The district court then granted defendants’ motion to dismiss Mr. Larson’s Fourth and Fourteenth Amendment violations based upon his malicious prosecution allegation. It did this on the basis that, once again, the facts alleged in the complaint demonstrate that there was probable cause to arrest Mr. Larson. This ap *728 peal followed, in which Mr. Larson argues: (1) the district court erred in employing the wrong standard of review, looking at documents outside of the complaint and weighing the evidence before determining to grant the defendants’ motion to dismiss, without converting the motion to one for summary judgment; and (2) the district court erred in dismissing defendant Arapahoe County.

DISCUSSION

We review a district court’s dismissal on a Rule 12(b)(6) motion de novo. Smith v. United States, 561 F.3d 1090, 1098 (10th Cir.2009). We do not assess credibility; rather, we only consider whether the allegations, taken as true, are legally sufficient to allow the suit to proceed. See id. “[W]e accept as true all well-pleaded factual allegations in a complaint and view these allegations in the light most favorable to the plaintiff.” Id. To survive a Rule 12(b)(6) motion, a plaintiff must allege “enough facts to state a claim to relief that is plausible on its face.” Bell Atl. Corp. v. Twombly, 550 U.S. 544, 570, 127 S.Ct. 1955, 167 L.Ed.2d 929 (2007). “ ‘[Plausibility’ in this context must refer to the scope of the allegations in a complaint: if they are so general that they encompass a wide swath of conduct, much of it innocent, then the plaintiffs ‘have not nudged their claims across the line from conceivable to plausible.’ ” Robbins v. Oklahoma, 519 F.3d 1242, 1247 (10th Cir.2008) (quoting Twombly, 550 U.S. at 570, 127 S.Ct. 1955). “The plausibility standard is not akin to a ‘probability requirement,’ but it asks for more than a sheer possibility that a defendant has acted unlawfully.” Ashcroft v. Iqbal, 556 U.S. 662, 129 S.Ct. 1937, 1949, 173 L.Ed.2d 868 (2009) (further quotation omitted).

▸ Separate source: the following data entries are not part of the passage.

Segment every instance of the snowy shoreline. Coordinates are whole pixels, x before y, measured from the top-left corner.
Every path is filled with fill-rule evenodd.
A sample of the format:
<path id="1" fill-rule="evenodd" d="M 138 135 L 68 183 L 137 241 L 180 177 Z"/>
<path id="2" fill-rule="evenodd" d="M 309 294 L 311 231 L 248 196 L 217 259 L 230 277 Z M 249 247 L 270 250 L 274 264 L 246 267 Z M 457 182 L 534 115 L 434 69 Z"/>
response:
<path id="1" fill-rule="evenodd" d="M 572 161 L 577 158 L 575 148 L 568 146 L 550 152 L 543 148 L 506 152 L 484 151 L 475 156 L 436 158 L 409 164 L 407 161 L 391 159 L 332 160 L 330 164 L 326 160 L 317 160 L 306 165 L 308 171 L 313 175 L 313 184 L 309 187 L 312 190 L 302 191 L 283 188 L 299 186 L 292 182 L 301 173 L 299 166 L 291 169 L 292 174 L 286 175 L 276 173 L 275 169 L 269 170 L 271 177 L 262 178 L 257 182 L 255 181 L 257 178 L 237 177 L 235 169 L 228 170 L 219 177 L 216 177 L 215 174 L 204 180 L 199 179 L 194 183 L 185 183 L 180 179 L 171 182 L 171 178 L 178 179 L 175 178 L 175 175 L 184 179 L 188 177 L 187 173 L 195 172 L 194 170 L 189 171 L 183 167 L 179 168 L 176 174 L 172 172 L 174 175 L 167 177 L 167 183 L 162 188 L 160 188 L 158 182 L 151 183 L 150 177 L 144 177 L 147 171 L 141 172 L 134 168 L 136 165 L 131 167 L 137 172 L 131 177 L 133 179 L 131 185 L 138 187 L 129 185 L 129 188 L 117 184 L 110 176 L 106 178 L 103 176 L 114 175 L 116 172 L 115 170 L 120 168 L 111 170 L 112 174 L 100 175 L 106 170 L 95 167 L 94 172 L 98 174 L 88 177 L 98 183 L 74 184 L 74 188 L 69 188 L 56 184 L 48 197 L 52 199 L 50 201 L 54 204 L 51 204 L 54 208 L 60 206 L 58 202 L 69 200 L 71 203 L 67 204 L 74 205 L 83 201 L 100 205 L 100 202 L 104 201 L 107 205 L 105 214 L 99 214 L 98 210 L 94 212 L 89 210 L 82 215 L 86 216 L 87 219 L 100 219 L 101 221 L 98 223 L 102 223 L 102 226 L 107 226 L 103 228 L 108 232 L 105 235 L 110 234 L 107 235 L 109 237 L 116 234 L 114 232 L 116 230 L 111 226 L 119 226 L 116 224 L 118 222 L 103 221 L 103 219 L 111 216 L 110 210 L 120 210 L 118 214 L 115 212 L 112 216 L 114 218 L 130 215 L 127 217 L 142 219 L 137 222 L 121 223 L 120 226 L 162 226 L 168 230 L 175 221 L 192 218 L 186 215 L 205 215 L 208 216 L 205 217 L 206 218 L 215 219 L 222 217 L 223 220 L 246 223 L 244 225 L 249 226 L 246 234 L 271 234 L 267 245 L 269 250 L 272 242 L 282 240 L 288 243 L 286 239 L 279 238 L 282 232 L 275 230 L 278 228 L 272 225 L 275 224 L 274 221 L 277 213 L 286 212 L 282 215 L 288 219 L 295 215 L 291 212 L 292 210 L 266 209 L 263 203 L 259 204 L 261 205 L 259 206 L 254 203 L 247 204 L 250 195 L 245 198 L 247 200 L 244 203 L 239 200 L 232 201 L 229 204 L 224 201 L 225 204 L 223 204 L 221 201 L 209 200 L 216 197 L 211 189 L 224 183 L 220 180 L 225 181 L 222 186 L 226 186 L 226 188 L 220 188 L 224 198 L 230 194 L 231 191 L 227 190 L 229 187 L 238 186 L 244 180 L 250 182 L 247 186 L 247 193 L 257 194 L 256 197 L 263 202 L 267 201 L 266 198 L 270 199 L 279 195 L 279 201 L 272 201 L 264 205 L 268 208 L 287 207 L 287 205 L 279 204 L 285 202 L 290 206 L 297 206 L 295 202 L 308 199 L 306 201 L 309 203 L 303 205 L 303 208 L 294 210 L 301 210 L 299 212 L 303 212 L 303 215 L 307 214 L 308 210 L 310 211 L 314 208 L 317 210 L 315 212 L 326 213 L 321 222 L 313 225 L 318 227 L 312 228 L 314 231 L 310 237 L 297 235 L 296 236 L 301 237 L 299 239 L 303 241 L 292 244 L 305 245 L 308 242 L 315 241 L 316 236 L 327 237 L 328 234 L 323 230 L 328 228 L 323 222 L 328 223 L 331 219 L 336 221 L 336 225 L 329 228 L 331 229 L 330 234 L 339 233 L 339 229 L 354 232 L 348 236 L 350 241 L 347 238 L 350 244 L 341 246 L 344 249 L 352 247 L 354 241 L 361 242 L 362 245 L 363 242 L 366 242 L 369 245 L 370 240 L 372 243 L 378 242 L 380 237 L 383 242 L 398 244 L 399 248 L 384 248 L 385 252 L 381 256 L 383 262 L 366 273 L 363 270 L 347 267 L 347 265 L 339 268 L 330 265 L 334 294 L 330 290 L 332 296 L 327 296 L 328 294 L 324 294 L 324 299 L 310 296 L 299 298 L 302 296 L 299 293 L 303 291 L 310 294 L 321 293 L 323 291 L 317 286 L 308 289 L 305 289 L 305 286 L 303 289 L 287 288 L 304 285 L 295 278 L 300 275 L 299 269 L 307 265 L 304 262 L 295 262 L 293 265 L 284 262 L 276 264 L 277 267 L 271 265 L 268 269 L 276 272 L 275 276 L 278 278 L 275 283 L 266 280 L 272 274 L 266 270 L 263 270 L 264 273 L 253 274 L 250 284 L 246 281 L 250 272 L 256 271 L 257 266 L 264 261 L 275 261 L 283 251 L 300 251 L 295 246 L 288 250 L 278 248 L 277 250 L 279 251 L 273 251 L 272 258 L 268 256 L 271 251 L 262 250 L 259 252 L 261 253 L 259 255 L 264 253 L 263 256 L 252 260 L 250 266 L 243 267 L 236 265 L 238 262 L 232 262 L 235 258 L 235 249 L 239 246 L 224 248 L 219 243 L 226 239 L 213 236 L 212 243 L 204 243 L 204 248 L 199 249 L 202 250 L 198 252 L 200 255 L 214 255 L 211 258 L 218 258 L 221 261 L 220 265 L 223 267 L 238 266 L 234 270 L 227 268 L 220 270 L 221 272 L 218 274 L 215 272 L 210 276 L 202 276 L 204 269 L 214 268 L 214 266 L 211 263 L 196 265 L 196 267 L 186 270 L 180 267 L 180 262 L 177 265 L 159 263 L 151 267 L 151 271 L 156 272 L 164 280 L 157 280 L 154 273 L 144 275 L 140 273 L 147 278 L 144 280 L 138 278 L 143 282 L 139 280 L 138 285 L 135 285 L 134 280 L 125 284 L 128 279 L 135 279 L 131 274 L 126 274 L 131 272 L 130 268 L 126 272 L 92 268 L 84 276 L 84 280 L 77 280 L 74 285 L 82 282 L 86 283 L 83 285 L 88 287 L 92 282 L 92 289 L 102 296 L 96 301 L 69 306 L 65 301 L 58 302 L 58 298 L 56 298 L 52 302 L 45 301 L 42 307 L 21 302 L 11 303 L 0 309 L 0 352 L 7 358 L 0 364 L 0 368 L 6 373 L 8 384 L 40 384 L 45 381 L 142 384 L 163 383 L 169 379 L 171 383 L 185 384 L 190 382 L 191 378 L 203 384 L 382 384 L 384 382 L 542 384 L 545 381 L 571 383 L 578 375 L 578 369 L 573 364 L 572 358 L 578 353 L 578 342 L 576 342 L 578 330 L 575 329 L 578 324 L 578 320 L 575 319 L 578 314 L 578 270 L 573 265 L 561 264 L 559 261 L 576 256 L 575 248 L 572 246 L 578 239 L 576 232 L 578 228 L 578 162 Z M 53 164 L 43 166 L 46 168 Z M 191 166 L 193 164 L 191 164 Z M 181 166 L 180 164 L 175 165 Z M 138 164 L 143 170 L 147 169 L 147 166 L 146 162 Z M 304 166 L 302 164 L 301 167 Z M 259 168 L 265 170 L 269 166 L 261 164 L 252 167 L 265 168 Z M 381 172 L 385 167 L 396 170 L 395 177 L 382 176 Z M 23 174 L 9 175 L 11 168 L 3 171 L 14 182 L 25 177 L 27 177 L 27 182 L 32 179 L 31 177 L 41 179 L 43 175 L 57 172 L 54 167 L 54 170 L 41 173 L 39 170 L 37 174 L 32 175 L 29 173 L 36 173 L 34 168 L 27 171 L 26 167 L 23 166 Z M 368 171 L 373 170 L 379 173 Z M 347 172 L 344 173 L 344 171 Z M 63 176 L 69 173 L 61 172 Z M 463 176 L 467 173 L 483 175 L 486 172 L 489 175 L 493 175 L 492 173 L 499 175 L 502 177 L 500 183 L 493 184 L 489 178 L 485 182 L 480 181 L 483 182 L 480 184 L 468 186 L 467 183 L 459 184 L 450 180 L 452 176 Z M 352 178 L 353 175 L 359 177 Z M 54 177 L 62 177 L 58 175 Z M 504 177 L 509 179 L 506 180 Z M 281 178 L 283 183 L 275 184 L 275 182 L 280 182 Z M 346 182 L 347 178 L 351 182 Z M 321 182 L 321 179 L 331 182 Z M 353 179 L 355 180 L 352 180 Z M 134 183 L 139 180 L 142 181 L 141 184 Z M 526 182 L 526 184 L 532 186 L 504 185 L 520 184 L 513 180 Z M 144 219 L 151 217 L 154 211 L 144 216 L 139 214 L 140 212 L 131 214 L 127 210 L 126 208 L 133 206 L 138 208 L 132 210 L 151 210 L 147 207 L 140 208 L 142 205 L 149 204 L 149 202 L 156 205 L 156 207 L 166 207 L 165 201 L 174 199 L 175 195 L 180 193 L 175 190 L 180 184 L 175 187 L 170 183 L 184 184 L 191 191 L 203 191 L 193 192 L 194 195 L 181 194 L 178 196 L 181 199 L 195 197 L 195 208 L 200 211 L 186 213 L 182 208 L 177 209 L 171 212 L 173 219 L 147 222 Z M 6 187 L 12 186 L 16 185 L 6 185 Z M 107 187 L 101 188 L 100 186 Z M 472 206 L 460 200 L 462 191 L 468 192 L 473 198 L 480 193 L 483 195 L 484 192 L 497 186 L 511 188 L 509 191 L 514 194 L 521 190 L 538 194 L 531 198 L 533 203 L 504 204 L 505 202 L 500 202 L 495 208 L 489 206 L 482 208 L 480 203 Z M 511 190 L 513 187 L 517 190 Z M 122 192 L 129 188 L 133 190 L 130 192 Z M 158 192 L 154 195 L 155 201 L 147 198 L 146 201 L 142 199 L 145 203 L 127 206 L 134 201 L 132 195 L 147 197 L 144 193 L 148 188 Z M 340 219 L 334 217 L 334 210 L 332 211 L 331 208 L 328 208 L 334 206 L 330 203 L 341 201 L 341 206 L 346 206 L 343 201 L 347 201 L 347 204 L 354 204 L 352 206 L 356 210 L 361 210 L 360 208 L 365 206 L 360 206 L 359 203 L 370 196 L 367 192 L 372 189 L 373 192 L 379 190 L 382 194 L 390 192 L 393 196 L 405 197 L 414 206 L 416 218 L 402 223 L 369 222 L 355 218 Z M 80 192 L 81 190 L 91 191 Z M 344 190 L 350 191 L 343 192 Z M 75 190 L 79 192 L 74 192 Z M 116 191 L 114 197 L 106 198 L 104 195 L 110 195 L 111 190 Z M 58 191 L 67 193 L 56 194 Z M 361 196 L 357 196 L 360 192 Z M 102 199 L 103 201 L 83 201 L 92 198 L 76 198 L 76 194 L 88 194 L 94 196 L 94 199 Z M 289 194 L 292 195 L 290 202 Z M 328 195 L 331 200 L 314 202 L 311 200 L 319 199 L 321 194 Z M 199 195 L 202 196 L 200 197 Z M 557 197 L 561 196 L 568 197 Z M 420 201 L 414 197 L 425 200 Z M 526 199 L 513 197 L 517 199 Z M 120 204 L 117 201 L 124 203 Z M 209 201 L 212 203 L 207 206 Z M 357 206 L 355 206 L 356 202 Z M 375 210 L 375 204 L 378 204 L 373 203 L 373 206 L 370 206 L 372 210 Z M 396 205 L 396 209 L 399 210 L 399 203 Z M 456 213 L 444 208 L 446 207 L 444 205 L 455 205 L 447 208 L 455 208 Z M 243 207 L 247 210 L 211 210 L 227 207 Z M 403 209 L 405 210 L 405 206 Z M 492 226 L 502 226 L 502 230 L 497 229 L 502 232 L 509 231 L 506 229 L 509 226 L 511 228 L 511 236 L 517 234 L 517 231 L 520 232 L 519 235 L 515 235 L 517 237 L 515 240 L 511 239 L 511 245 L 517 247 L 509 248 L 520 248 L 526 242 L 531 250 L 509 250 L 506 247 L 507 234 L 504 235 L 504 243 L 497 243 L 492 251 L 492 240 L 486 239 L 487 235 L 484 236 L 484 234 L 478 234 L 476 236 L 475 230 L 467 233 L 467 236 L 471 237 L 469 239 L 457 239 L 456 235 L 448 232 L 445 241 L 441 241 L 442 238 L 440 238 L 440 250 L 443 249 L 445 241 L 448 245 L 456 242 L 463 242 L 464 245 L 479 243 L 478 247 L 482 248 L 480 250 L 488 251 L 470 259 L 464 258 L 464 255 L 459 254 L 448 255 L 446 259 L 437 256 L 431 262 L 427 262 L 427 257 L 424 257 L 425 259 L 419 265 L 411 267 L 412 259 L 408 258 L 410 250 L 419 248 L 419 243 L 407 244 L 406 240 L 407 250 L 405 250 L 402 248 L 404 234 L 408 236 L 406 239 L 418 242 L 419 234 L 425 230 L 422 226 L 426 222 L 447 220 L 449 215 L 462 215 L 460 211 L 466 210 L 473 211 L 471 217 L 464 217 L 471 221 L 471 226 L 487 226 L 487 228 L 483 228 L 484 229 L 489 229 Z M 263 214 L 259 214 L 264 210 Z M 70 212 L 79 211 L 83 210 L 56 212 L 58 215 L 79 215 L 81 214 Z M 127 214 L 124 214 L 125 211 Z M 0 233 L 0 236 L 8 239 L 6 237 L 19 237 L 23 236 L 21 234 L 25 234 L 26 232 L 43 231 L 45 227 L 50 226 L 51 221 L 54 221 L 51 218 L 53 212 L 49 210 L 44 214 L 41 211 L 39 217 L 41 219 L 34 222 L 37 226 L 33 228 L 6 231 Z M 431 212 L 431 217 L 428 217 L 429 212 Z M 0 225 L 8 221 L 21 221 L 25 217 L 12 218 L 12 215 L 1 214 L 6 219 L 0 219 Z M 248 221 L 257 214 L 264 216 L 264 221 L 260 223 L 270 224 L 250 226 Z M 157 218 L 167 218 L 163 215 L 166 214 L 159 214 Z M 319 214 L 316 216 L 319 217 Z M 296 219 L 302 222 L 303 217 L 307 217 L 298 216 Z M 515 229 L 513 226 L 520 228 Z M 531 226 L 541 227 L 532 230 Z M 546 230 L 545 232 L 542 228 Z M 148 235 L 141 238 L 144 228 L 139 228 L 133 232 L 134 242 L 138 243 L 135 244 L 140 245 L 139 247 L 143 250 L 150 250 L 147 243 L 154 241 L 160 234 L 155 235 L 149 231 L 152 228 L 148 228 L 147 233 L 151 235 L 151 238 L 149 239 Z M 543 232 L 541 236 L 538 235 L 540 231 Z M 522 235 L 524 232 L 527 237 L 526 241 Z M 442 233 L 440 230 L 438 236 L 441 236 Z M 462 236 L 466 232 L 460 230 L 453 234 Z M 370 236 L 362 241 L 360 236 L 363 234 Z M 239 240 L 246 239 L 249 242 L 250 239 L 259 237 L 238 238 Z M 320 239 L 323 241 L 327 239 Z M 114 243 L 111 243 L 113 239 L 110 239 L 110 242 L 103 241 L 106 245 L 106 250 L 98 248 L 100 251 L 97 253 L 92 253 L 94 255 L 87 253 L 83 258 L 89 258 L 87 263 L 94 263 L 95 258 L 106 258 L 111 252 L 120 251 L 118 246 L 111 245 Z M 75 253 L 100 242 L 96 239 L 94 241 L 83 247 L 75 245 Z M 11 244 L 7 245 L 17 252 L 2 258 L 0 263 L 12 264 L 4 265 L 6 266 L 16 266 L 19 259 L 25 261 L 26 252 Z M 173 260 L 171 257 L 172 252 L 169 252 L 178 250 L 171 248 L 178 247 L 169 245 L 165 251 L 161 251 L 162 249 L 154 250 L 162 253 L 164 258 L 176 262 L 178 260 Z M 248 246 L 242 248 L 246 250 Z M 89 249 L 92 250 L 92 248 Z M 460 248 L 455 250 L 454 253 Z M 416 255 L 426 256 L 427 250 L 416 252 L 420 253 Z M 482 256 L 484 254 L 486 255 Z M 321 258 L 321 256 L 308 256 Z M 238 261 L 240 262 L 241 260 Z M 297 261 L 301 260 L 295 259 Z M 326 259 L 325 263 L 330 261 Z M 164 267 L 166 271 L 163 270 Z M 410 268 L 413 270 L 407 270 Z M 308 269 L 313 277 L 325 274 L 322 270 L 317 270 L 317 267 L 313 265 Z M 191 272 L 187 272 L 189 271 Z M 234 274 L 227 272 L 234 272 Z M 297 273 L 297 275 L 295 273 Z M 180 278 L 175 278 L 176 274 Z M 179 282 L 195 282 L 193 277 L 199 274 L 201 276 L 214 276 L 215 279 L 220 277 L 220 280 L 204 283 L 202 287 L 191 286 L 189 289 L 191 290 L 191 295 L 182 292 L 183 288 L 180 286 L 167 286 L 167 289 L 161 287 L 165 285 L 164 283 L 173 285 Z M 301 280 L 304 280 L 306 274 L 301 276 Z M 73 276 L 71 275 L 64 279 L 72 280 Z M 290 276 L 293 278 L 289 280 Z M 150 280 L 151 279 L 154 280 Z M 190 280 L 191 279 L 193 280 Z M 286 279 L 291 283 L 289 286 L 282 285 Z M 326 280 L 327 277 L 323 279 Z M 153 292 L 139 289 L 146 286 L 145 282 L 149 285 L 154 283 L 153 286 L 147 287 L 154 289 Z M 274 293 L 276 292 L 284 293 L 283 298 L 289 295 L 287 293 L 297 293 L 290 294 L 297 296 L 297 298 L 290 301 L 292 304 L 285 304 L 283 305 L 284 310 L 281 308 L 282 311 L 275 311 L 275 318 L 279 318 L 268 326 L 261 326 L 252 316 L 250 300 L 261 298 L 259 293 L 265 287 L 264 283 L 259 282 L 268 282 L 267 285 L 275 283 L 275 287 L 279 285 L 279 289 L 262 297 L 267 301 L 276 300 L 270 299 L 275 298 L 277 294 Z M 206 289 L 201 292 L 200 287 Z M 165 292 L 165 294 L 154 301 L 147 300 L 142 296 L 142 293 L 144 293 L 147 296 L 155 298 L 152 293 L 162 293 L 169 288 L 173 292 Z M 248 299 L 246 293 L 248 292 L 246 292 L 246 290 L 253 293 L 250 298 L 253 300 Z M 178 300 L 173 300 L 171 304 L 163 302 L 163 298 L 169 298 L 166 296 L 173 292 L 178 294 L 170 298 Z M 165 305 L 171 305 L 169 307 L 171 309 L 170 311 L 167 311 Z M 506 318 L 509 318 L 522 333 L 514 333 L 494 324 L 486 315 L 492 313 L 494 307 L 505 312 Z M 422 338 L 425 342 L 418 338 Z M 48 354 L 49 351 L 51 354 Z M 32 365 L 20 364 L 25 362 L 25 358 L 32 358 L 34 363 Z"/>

I. Consideration of materials outside of the complaint/standard of review:

Mr. Larson contends that the district court looked at “evidence” outside of the complaint, and improperly weighed that evidence against Mr. Larson’s claims and granted defendants’ motion to dismiss. More specifically, he claims the district court “cited six instances which it felt supported Defendants’ position that a reasonable law enforcement officer would have believed probable cause existed to believe an offense had been committed.” Appellant’s Op. Br. at 14. He then argues “[t]hese six points, which the District Court apparently utilized as the sole basis for its findings, appear to have been lifted from Defendants’ Reply in Support of Their Motion to Dismiss.... They do not appear in Plaintiffs complaint.” Id. at 14-15. 1

These statements or factual determinations appear to have come from a “Statement in Support of Warrantless Arrest,” which Mr.